Several of the girls were crying. They all had their phones out.
From the corner of my eye, I saw the familiar golden hair of Victoria Hopely.
She stood on the edge of the park, in a matching lavender workout set, talking to a man I didn’t recognize.
We made eye contact for the briefest second, her lips pursing.
She had to be here for Hazel, not for me.
Not that I blamed her. But I had a new respect for her after what Pullman had told me.
Pullman. Or should I say Nick. Just the thought of his name straightened my spine, and I started searching the crowd for him.
People were lining up to grab water bottles, fliers, maps, and colored strings from the cops seated at the table. It took me a few minutes to realize they were dividing everyone into groups to search different areas. I was distracted, looking past people’s faces for the detective.
“ … so, take this,” the cop nearest to me was saying.
“There’s a code on each piece of paper. It takes you to an app for group messaging.
Yup. Please text that number if you find anything.
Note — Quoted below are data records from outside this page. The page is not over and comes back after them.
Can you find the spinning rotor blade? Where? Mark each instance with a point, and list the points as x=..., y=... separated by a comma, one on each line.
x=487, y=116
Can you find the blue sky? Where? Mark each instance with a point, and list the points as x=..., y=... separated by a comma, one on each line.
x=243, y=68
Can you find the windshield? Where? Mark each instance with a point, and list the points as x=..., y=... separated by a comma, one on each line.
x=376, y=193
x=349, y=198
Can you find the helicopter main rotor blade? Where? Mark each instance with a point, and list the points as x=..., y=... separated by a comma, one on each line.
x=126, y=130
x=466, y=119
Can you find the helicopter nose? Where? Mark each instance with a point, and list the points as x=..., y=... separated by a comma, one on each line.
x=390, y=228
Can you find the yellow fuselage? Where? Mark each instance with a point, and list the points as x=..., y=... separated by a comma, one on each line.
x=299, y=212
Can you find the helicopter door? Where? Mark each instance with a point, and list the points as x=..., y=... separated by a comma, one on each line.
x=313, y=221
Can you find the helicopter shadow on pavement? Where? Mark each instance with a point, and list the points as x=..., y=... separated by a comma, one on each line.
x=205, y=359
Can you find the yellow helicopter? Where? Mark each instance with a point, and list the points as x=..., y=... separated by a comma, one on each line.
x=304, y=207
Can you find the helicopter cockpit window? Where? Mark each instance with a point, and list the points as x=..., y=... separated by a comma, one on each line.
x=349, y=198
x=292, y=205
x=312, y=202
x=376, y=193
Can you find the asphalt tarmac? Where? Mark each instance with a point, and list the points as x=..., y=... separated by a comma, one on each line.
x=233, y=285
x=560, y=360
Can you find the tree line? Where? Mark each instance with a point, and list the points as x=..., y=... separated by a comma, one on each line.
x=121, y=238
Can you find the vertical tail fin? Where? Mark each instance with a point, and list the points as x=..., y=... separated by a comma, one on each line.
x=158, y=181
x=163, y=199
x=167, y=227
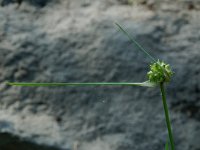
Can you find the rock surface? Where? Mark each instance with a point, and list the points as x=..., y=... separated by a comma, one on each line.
x=75, y=41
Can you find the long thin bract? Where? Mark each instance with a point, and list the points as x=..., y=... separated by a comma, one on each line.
x=146, y=84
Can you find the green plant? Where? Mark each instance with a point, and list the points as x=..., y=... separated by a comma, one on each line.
x=159, y=74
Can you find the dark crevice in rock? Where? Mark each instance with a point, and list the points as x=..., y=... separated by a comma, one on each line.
x=10, y=142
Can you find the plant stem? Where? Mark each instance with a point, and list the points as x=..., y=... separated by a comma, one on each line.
x=162, y=89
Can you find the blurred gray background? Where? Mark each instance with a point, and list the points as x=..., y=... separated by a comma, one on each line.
x=76, y=41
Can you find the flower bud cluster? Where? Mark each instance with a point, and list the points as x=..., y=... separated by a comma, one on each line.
x=159, y=72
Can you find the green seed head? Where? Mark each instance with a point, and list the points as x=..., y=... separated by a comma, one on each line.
x=159, y=72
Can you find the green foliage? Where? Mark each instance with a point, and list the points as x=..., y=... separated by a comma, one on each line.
x=159, y=72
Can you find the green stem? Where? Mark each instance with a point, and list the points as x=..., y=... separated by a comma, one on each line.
x=167, y=116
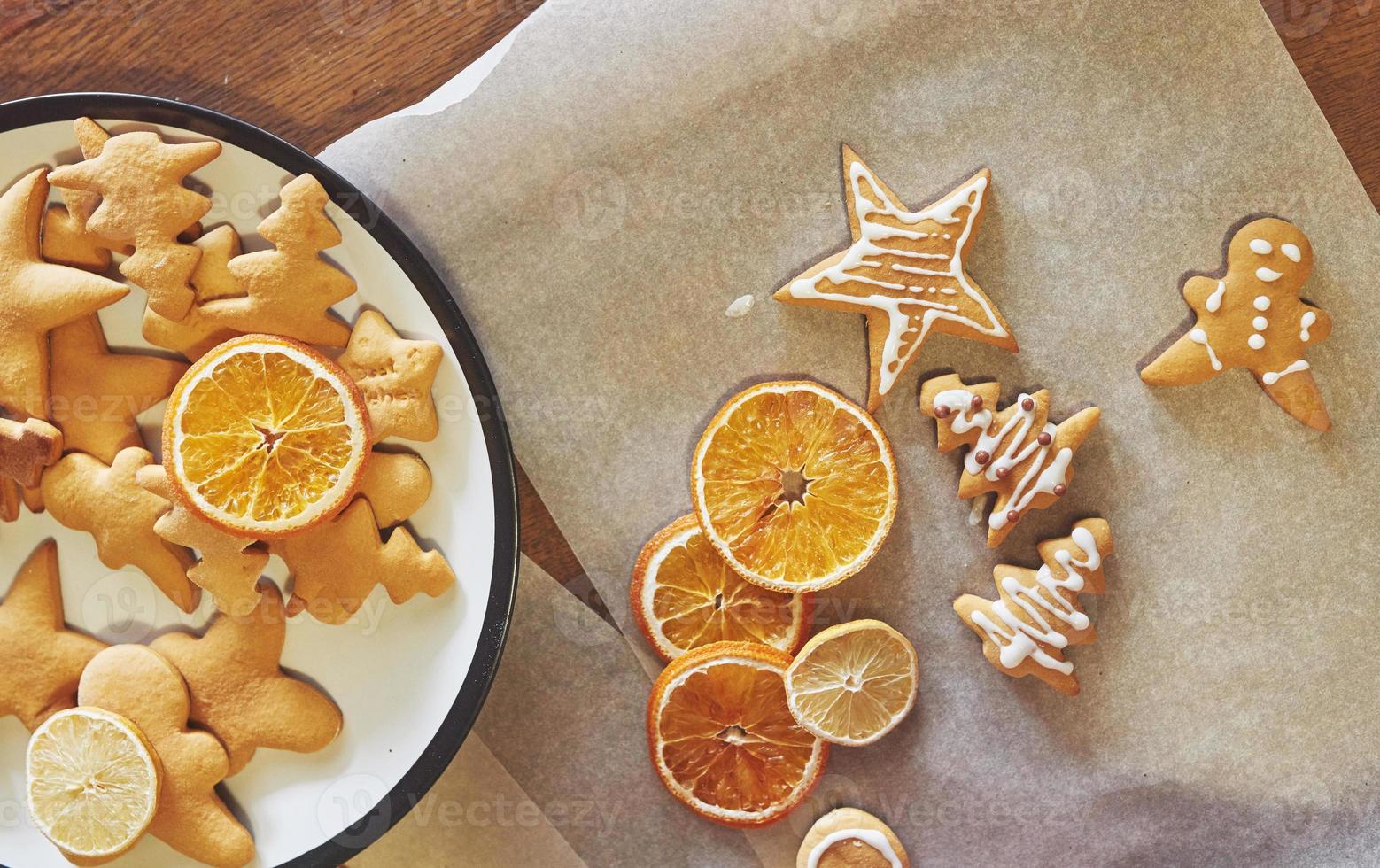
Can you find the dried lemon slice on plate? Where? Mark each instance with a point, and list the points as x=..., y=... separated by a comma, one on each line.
x=722, y=739
x=91, y=784
x=853, y=682
x=685, y=595
x=794, y=484
x=264, y=437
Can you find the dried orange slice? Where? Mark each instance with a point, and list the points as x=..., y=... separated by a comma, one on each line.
x=794, y=484
x=683, y=595
x=853, y=682
x=265, y=437
x=91, y=784
x=724, y=740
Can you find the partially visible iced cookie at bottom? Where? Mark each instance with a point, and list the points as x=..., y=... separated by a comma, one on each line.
x=850, y=838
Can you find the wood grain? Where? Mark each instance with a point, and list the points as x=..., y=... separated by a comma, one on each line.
x=315, y=69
We’ll be reconvening here at twelve for lunch.
Yes, that’s right. Publix is catering. Yup.
So take that purple string … Yup, you’ll be searching there in that purple quadrant. Yes, thank you so much.”
I didn’t see Detective Pullman, or Newbury for that matter, anywhere. Should I try to find another officer to talk to about what I knew? Suzannah interrupted my thoughts before I could decide, handing me a colored bracelet.
“Come on, you’re with Tommy and me,” she said. “Let’s go.”
I had a difficult time with the search. It was so hot that the air felt like it was both full of water and simultaneously on fire.
We scanned the ground as we walked and checked the bases of the trees, tapping into my true-crime intel.
Anytime I saw anything on the ground, I felt a sharp stab of excitement, quickly followed by fear and panic and disappointment when it ended up being nothing.
Just a clump of bushes or pinecones. Two hours in, we found an abandoned shoe.
I almost threw up before Tommy pointed out it was size eleven men’s.